Coping with anger in all its many forms (frustration, fear, jealousy, hate, depression) is the essence of living. All those emotions are either born of anger, or result in it. How we cope with them is what forms our individual pursuits of the "music of the spheres." It's what separates the men from the boys, or, should I say, the musicians from the tone deaf.
For most people the pursuit leads to destruction, one way or another. For some, the anger is directed toward their physical surroundings. They have tantrums, throw things, break things, crash cars, etc.
Some people direct their destructiveness toward other people. They spread gossip, betray trust, disobey parents, break promises, steal, lie, cheat, etc., handling their anger (fear, self-hate) by inflicting it on others. Some of them even become spouse-beaters and child abusers.
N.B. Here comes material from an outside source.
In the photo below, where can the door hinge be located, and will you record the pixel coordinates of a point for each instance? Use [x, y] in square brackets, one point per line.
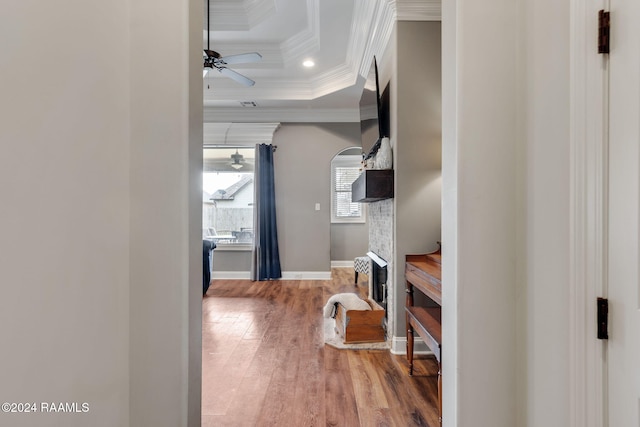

Finally, there are those whose anger becomes self-destructive. I believe most people fit in this category. Some become alcoholics, drug addicts, anorexics, chronic gamblers, morbidly obese, depressed, or insomniac. But most, as Thoreau suggested, simply "lead lives of quiet desperation."
For all these types, learning to channel destructive anger into something constructive is a step in the right direction. People whose anger makes them break things can learn to turn shards of glass into Tiffany lamps. People who break other people can learn to vent through activities like kick boxing or karate.
Folks whose anger turns inward can seek assistance from self-help groups like AA or Gamblers Anonymous or from psychologists, counselors and pastors.
But what about those who live in "quiet desperation?" Isn't that really all of us?
We can find solace, peace, and purpose only when we realize that the "music" is not in the spheres, nor in ourselves. It's in reaching out to one another and, together, following "the Lord of the Dance."